Agile works best with projects with uncertainties as the methodology allow quick iterations as per the user validation. However, you need to keep an open mind, be adaptable to change, and assess the risk to cope with agile methodology. Only with the right mindset, we can attain the best from agile methods.
Kanban Vs. Scrum
Kanban and Scrum are the two most popular product development frameworks under agile methodology. While Kanban is fluid and does not have a time restriction, Scrum is time-bound.
Scrum and Kanban both follow their taxonomy. We talk about epics, user stories, story points, backlog, backlog grooming, stand-ups, and so much more when it comes to Scrum. But we will not be discussing them here. If you want to learn more, here is an article from Atlassian that talks in-depth about Scrum.
When to use Scrum?
Scrum is useful when there is a roadmap for a specific duration of time, say one quarter. You work in short, one to two-week cycles called sprints. So, you do not need to have a clear roadmap to what features you will work on in the 9th sprint. However, it is better to have a roadmap for the coming two sprints.
Like playing team sports, you play as a group of individuals than playing as a team in the initial stage. There are squabbles, frictions, noise. Just because you have Scrum doesn’t mean everything goes smoothly. It will get better with practice and involvement of the team. After working for a few sprints, you will even notice improvements in teamwork and the processes. It is synchronized.
When to use Kanban?
Kanban is best suited when things are very fluid. You don’t want to have too much work in progress. There are different lists like to do, doing, and done.
While following Kanban, you want to make sure there are not tasks piling up on the list. Of course, Kanban is not time-bound, but the idea is to pick up one job and start doing it from one step to another. There should not be many tasks on the list.
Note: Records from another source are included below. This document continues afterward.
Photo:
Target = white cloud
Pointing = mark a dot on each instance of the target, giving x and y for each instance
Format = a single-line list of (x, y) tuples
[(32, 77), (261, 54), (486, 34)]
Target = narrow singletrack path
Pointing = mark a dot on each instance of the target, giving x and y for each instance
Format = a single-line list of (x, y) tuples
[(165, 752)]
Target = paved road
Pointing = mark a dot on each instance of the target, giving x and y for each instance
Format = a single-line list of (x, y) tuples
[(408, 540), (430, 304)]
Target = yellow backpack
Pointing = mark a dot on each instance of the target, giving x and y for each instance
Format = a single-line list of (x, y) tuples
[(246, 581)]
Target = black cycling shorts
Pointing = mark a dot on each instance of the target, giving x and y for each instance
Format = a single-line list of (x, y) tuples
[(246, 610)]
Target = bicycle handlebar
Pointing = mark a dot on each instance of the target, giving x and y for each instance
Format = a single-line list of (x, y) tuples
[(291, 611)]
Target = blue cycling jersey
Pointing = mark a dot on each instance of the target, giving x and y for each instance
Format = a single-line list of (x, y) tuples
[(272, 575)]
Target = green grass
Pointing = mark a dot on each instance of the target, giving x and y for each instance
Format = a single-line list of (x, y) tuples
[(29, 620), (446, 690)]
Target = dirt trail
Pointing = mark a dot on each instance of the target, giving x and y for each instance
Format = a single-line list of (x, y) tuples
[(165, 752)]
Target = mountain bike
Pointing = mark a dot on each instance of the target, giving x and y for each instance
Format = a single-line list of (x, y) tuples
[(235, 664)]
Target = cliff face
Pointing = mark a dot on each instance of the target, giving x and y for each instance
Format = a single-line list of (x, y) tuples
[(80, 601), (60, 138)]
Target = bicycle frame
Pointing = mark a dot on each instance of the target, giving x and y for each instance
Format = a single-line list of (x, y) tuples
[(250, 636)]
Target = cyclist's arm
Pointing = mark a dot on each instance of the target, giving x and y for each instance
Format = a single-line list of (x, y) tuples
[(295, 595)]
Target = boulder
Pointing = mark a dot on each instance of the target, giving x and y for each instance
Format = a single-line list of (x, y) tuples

The team can decide on the definition of “many” and a suitable number of tasks in the lists.
Can Scrum and Kanban exist in the same project?
Yes. We can implement both Scrum and Kanban.
Like in Leapfrog, we have a healthcare project where we follow both these frameworks. In a function called data operation, we use Kanban as it doesn’t directly link with a user story. It is more suitable than the Scrum as it is not related to core features but still needs to be developed. There are neither priorities nor time constraints.
Thus, Kanban is the best fit for some sections of projects, even when it also uses Scrum. It is more important is to have an agile mindset. Without that mindset, there is going to be natural friction and squabbles about the required changes. Following agile is not just about the process but the mindset itself.
How necessary are the tools in agile methodology?
The tools help to implement agile methodologies, but they do not teach the agile mindset. Jira, Trello, Asana are all perfect tools to manage your process and help achieve the agile practice. But a simple excel sheet will also work fine as these tools only exist to facilitate the process and not define them. It can help enable the process, but the tool cannot teach the mindset.
Which framework to choose?
To choose between the frameworks, the product manager needs to understand the fit, what problems are they solving, and accordingly select the methodologies. The best way is to experiment. Pick up Scrum for a sprint, try it out and see if it works for you. If not, try out Kanban. Choose what works for your team and your context. Make sure you do not just measure the effort but also the value to the user. Then you’ll have a balanced perspective.
Thus, there are different methodologies you can opt for to simplify and standardize your product management processes. However, to find the fit, you need to have an open mindset and experiment. See what works for your team and context the best and follow the framework for an efficient and user-centric product development approach.